Es geht nicht darum, dass wir Sklaven der Technik sind, sondern dass wir uns ihrer bedienen. Das können soziale Innovationen gegen Energiearmut oder Rebound-Effekte sein, sie können die Wirkung technologischer Innovationen verstärken, und es können Maßnahmen für neue Lebensstile sein. Soziale Innovationen haben das Potential, die Nachfrage nach ressourceneffizienten Technologien und die Nutzung zukunftsfähiger Infrastrukturen – wie den öffentlichen Verkehr - zu fördern. Auch wirken sie sich auf die Entwicklung von Smart Cities-Lösungen aus, indem sie z.B. beitragen, dass Wohnraum besser genutzt wird - siehe WG für ältere Menschen - oder der Individualverkehr reduziert wird. Wir können heutzutage die Menschen mit Informationstechnik sehr schnell erreichen und sie viel mehr in Ideenfindung, Problemlösung oder Umsetzung mit einbeziehen.

Wie sehen die Ergebnisse sozialer Innovation in Smart Cities aus?

Im Projekt SINN CITIES wurden 60 Best-Practice-Beispiele europäischer Smart Cities ermittelt und gemeinsam mit Experten, Verwaltung und Zivilgesellschaft 27 weitere soziale Innovationen entwickelt. Unsere Recherche zeigt, dass soziale Innovationen zu neuen Governance-Modellen führen, in welche die Zivilgesellschaft stärker eingebunden wird als bisher. Es geht nicht mehr darum, dass gesellschaftlich „zuständige“ Institutionen wie Stadtverwaltungen etwas für die Betroffenen realisieren, sondern dass sie gemeinsam mit ihnen arbeiten. Um den unsicheren Weg von einer kreativen Idee durchzuhalten, bedarf es allerdings unterstützender Rahmenbedingungen. Dazu gehören eine Kultur des Vertrauens, ausreichendes soziales, kulturelles und auch materielles Kapital sowie eine gewisse Risikobereitschaft. Dieses soziale Innovationsklima zu schaffen, ist eine der grundlegenden Herausforderungen für Städte.

  

Diese Beispiele sozialer Innovationen in europäischen Smart Cities demonstrieren ihre unterschiedlichen Ansätze:

Living Streets (Gent): Eine Straße / ein Straßenabschnitt wird für drei Monate vom Autoverkehr befreit und den BewohnerInnen als Lebensraum zur Verfügung gestellt (samt künstlichem Rasen, Sitzmöbel, Kübelpflanzen u.ä.). Damit werden neue urbane Räume geschaffen, mit nachhaltiger Mobilität experimentiert sowie soziale Strukturen gestärkt.

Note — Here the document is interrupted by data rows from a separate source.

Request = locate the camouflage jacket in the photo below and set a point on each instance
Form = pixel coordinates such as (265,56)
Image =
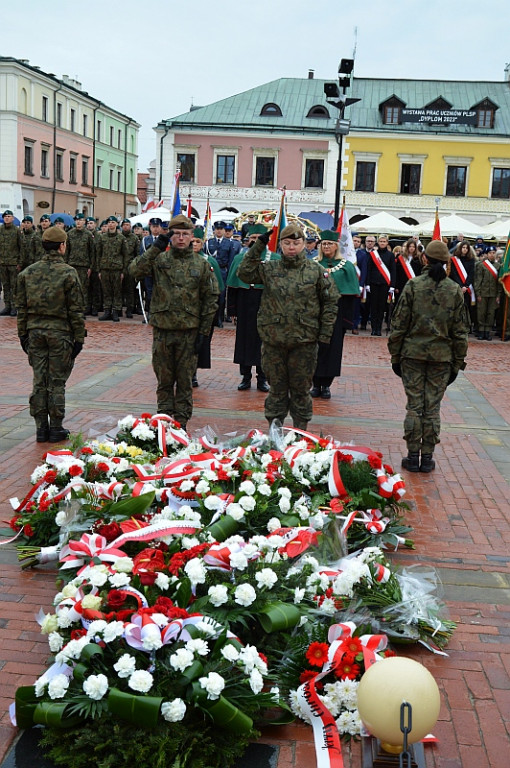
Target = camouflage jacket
(486,284)
(80,248)
(299,300)
(111,252)
(49,296)
(429,323)
(132,246)
(185,291)
(12,246)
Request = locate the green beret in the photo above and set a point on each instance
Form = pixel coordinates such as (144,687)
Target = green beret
(54,235)
(292,232)
(329,234)
(181,222)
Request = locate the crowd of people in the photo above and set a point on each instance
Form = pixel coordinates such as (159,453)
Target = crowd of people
(292,308)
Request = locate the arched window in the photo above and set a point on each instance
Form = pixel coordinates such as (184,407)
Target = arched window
(271,110)
(318,111)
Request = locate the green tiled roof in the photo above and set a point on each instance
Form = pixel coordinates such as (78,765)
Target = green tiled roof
(296,96)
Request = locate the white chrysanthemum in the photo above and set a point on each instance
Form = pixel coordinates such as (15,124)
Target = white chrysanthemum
(173,711)
(245,594)
(213,684)
(125,666)
(96,686)
(141,681)
(181,659)
(266,578)
(195,571)
(57,687)
(218,594)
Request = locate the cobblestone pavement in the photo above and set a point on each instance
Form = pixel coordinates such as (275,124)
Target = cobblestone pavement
(461,512)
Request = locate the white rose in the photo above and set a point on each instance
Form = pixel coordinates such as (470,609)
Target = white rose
(245,594)
(141,681)
(213,684)
(96,686)
(173,711)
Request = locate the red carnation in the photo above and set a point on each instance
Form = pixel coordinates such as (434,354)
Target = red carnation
(317,654)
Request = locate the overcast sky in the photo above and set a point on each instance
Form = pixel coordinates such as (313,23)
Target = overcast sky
(151,59)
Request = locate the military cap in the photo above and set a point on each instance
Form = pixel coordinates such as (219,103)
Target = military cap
(437,250)
(329,234)
(54,235)
(181,222)
(292,232)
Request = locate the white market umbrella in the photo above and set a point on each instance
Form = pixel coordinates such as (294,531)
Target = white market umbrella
(498,229)
(159,213)
(451,225)
(383,223)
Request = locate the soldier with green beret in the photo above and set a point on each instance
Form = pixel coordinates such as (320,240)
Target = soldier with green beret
(51,331)
(183,304)
(112,260)
(428,343)
(297,314)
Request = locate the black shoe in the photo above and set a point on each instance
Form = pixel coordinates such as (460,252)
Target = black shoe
(57,434)
(245,384)
(427,463)
(42,434)
(412,461)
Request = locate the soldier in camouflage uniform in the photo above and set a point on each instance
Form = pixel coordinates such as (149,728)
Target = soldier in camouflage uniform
(297,313)
(51,332)
(487,292)
(80,252)
(428,343)
(11,261)
(36,248)
(111,259)
(128,284)
(184,301)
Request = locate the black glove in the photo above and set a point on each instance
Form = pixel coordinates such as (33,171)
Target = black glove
(453,376)
(77,348)
(23,340)
(265,237)
(161,242)
(199,341)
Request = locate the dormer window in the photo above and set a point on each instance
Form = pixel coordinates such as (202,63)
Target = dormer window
(271,110)
(318,111)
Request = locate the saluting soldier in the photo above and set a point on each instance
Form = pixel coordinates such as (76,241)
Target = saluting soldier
(111,258)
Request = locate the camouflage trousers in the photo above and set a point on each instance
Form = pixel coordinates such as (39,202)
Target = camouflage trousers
(425,384)
(8,279)
(486,312)
(174,362)
(49,355)
(289,371)
(112,289)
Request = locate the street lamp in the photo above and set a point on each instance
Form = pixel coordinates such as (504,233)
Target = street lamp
(340,101)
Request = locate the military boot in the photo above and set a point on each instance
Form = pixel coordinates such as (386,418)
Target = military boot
(427,463)
(411,462)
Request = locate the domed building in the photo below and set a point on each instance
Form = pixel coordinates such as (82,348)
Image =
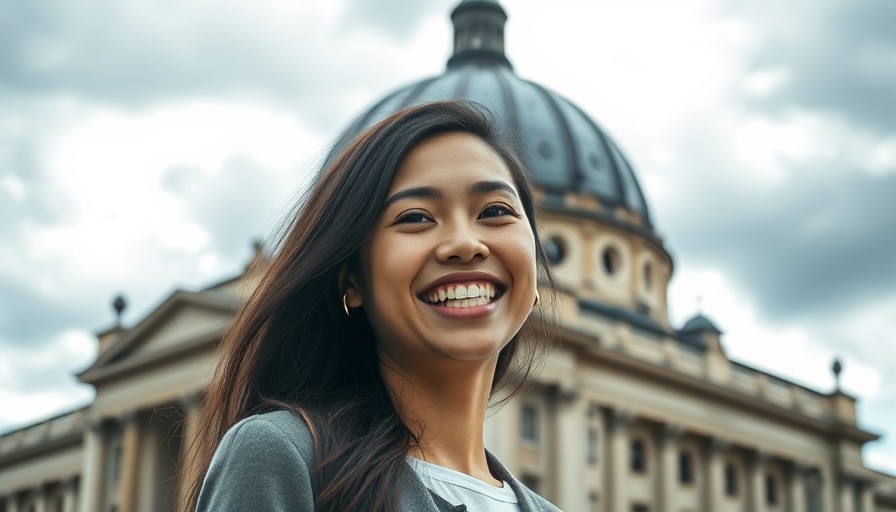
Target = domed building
(629,414)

Peterborough Energy: Die Stadt kauft als Großabnehmerin günstig Energie ein und versorgt als lokaler Energieanbieter damit inzwischen über 5000 Haushalte mit leistbarer Energie, wodurch u.a. das Problem der Energiearmut stark eingedämmt werden konnte.

smartsteps (Zürich): Die Kundeninteraktionsplattform gibt einen Einblick in den persönlichen Energieverbrauch und führt Privathaushalte Schritt für Schritt auf unterhaltsame Weise zu höherer Energieeffizienz (Ziel ist die von der Bevölkerung mit 75% Zustimmung beschlossene 2000 Watt-Gesellschaft).

CityLab010 (Rotterdam): Die Stadt definiert gesellschaftliche Herausforderungen und Privatpersonen, Unternehmen und Organisationen reichen Ideen und Lösungen ein. Zweimal pro Jahr werden aus den Einreichungen von einer Jury dann Projekte gewählt und deren Umsetzung finanziert.

ZZZ - Zwischenzeitzentrale (Bremen): Die ZZZ identifiziert leerstehende Räume und macht daraus urbane Labore für Neues, Gemeinschaftsprojekte werden gefördert, Initiativen und Vereine werden gegründet, soziale Innovationen entstehen und die Nachbarschaft wird aktiviert.

bring together (Leipzig): Online-Plattform, die ältere Menschen mit ähnlichen Werten, Eigenschaften und Wünschen zur Gründung alternativer Wohnformen zusammenbringt (durch effizientere Wohnraumnutzung sowie gemeinschaftliche Organisation von Haushalten soll Herausforderungen des demographischen Wandels begegnet werden).

shareNL (Amsterdam): Die im Auftrag der Stadt erstellte Wissens- und Vernetzungsplattform bereitet Ansatzpunkte für eine lokale sharing economy vor. Ein Start up-Unternehmen entwickelt dazu Werkzeuge und Methoden und führt eine Reihe unterschiedlicher Veranstaltungen durch.

Infos: oin.at

Rebound-Effekt: Effizienzsteigerungen senken oft die Kosten für Produkte. Dies kann dazu führen, dass sich das Nutzerverhalten ändert: Sie verbrauchen mehr - die ursprünglichen Einsparungen werden teilweise wieder aufgehoben.